それはあった。それは二度とないだろう。思い出せ。

『日本暗殺秘録』(中島貞夫)

 

 

 中島貞夫監督『日本暗殺秘録』(1969年)鑑賞。「血盟団事件」の顛末をメインストーリーとして、幕末・明治・大正・昭和に発生した暗殺事件をオールスター出演で描くオムニバス映画。

 

 「血盟団」事件のエピソードで主人公小沼正を演じるのは、昨年惜しくも亡くなった千葉真一。お得意のアクションを封印しての大熱演でした。各時代の暗殺事件のエピソードは、ほぼ実行の瞬間を再現する形で描かれ、実行犯として若山富三郎吉田輝雄菅原文太高橋長英唐十郎高倉健鶴田浩二らが出演。

 

 最後は二・二六事件。決起した兵士たちが処刑される場面は、顔面を撃たれるショットが延々続くというほとんどホラー映画並みの過剰な演出でインパクトがありました。全編テロリズムを格好いいものとしては扱ってはおらず、陰惨な殺しとして描いているという印象です。

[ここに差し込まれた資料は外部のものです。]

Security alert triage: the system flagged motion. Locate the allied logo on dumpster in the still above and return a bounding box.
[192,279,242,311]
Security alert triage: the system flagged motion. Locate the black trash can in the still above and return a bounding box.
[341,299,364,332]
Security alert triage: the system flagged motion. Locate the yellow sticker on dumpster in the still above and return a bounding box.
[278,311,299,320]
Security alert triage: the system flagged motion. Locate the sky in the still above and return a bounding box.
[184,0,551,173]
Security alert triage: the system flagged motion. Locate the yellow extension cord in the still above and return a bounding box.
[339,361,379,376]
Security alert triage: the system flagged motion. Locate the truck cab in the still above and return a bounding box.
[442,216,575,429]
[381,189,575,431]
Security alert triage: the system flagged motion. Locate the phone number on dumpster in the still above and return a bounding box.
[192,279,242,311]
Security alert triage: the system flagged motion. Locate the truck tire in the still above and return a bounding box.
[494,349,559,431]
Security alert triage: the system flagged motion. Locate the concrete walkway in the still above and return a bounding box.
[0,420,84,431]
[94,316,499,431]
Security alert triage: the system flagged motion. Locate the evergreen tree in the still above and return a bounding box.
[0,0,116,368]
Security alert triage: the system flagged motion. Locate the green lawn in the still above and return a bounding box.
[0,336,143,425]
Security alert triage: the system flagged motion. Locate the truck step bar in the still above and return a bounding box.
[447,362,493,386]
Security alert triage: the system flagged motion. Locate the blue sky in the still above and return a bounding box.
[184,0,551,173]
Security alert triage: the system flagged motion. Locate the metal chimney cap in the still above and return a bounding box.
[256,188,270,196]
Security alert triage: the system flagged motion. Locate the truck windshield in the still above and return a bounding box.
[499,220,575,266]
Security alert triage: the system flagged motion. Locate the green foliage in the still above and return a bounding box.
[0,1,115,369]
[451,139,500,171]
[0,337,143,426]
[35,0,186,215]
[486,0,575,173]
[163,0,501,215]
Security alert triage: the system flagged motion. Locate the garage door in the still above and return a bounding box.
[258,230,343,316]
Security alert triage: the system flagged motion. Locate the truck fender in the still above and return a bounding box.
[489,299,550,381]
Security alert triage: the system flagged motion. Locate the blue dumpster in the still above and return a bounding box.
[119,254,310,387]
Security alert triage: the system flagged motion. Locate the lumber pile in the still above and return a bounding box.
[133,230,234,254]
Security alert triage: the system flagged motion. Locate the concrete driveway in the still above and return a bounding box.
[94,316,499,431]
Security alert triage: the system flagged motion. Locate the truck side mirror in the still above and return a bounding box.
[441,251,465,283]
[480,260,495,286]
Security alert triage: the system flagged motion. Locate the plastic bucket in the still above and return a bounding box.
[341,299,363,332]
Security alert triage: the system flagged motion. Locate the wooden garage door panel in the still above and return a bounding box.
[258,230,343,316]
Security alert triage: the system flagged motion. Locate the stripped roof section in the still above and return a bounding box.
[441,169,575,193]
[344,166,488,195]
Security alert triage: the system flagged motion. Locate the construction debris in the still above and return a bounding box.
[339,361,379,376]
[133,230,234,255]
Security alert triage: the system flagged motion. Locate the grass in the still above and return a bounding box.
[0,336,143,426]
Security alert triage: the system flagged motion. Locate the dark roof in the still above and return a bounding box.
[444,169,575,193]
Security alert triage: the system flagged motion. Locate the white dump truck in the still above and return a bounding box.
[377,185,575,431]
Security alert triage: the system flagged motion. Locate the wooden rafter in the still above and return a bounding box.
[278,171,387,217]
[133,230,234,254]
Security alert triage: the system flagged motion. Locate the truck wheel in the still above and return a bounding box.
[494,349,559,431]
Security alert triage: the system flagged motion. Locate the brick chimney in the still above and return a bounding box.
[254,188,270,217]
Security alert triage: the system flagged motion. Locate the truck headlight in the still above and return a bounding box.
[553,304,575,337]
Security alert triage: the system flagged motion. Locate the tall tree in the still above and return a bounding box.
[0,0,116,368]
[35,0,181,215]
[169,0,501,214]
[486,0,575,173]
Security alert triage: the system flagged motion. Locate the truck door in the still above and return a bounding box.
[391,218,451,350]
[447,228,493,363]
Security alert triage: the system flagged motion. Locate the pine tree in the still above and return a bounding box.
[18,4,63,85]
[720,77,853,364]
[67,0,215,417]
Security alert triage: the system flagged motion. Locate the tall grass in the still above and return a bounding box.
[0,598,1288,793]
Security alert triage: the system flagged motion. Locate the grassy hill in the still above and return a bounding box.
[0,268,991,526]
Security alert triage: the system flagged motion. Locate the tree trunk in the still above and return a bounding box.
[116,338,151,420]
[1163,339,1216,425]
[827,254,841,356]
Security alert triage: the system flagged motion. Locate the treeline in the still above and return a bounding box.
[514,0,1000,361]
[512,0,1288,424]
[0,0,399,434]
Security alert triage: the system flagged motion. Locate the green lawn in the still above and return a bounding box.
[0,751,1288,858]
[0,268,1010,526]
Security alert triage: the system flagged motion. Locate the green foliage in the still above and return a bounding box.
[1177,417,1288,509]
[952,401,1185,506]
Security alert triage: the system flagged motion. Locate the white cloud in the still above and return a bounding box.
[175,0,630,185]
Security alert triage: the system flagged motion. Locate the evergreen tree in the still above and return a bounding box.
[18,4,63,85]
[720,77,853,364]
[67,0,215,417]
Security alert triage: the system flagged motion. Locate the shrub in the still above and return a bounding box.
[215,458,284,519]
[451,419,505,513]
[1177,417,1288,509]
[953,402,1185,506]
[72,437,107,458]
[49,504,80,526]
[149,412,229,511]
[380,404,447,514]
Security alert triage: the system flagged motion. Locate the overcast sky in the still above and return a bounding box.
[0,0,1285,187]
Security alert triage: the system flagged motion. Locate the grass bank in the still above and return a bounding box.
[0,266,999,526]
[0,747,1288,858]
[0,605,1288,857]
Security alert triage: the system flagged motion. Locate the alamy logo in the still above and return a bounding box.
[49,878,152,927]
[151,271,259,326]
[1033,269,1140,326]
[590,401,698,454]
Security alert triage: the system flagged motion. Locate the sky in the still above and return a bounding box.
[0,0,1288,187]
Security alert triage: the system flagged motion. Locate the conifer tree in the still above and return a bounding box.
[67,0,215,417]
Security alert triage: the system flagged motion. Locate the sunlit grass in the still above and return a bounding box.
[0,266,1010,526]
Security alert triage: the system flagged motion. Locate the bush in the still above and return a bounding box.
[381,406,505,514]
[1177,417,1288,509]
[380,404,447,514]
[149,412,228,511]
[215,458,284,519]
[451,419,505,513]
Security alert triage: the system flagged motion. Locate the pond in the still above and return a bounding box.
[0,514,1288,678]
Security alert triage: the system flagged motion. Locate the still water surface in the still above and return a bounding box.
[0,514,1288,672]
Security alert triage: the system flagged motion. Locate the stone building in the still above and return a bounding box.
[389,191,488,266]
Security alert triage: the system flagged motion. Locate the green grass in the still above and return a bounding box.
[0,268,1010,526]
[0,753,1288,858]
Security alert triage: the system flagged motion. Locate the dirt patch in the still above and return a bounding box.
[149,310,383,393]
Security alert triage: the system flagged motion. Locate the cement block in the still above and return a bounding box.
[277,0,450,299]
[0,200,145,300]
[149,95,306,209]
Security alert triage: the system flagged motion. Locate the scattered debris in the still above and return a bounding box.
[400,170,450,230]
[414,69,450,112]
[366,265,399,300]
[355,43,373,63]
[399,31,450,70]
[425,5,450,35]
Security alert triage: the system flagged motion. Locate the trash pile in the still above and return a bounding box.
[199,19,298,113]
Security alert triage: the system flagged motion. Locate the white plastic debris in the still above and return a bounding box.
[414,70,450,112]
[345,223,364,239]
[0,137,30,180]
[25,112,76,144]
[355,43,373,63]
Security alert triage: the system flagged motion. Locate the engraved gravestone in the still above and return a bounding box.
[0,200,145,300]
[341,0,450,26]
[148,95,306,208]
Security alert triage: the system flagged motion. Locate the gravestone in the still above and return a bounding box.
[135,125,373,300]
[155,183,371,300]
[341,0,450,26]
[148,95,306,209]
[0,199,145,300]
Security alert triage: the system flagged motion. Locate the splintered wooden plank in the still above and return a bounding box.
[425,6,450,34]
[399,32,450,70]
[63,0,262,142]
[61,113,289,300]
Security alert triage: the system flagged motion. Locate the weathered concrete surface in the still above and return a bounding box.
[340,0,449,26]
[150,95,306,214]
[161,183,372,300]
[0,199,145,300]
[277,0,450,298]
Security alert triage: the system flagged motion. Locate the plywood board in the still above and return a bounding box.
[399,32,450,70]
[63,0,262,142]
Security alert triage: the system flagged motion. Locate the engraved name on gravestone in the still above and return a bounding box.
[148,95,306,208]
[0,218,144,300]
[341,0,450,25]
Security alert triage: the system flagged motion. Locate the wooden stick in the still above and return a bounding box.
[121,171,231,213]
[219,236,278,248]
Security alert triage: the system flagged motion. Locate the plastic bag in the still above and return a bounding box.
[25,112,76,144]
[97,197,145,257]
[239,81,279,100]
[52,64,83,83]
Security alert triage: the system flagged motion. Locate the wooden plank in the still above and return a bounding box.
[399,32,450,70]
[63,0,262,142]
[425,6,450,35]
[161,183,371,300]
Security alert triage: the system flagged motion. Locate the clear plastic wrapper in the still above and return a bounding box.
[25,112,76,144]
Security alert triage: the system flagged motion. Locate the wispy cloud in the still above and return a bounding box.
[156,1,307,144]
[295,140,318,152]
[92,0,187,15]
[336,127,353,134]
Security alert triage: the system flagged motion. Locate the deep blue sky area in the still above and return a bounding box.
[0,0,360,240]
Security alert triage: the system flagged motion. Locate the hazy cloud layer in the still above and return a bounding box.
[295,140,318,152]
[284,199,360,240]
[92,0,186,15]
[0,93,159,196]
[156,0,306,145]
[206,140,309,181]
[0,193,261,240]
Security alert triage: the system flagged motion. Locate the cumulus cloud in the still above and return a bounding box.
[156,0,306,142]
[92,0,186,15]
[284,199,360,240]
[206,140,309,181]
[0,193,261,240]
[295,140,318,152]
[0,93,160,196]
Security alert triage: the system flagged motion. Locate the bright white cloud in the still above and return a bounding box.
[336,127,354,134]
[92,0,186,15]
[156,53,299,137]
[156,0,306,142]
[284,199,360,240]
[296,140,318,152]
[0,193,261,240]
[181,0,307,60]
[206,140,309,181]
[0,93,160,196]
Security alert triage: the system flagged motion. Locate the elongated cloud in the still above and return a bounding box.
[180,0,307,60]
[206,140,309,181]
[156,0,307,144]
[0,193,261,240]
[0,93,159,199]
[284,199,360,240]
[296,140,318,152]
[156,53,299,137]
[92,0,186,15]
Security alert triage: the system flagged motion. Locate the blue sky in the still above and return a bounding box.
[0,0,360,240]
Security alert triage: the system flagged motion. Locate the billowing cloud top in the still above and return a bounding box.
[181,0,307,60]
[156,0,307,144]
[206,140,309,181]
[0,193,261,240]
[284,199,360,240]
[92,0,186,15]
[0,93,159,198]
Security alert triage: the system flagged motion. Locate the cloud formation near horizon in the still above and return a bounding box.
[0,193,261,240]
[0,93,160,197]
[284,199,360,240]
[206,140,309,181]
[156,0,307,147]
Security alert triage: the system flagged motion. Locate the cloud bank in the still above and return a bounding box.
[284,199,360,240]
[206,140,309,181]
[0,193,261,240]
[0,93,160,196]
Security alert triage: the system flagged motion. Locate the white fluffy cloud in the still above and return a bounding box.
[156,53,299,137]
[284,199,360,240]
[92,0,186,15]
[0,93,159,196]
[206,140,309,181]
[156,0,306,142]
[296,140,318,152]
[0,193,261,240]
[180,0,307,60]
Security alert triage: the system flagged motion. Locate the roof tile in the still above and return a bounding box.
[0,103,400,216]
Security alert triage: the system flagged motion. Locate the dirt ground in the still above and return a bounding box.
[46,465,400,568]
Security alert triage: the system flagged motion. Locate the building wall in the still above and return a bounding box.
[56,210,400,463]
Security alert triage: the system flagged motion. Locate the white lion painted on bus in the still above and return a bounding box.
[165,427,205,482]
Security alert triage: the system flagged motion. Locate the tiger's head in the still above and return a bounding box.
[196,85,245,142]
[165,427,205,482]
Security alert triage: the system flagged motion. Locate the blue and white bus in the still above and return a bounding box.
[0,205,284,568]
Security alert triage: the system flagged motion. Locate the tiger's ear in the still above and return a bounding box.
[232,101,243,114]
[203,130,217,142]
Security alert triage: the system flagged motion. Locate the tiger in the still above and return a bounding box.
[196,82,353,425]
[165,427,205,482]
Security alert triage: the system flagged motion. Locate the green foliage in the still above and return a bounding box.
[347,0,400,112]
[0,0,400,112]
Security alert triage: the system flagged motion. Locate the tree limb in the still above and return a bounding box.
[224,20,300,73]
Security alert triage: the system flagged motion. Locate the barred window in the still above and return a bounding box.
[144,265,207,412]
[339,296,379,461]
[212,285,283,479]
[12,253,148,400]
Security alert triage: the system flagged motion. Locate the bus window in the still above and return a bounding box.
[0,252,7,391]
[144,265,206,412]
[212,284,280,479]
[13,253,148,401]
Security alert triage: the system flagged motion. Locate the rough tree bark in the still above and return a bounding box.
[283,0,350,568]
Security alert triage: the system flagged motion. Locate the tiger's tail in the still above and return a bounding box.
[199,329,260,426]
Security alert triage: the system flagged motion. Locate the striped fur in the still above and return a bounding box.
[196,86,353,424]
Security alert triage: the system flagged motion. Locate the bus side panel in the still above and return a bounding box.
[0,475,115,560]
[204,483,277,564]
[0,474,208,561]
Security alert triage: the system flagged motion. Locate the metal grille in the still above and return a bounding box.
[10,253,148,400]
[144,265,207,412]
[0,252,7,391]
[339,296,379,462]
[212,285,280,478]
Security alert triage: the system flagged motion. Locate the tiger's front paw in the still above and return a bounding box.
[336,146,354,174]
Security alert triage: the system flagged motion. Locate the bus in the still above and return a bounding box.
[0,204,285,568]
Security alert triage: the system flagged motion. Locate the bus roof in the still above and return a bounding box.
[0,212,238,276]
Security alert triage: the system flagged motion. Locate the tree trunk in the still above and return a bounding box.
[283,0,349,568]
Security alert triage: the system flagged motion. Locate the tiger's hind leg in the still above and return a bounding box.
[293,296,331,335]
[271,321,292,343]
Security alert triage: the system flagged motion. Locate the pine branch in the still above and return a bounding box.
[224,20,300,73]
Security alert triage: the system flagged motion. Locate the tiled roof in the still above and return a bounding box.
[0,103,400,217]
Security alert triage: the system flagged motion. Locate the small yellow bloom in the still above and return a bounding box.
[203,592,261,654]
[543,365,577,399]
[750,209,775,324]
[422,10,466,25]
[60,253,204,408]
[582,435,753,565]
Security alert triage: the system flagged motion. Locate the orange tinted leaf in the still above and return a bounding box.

作り手がテロリストたちへ寄せる共感と、同時にテロという殺戮行為に対する批判、そして見世物興行としてオールスターで娯楽映画に仕立てようという東映イズムが軋轢を生んでいて、それ故に印象に残る1本になっていたと思います。しかしこの映画、学生運動が吹き荒れていた60年代後半、リアルタイムの観客はどのような感想を抱いたのかな・・・。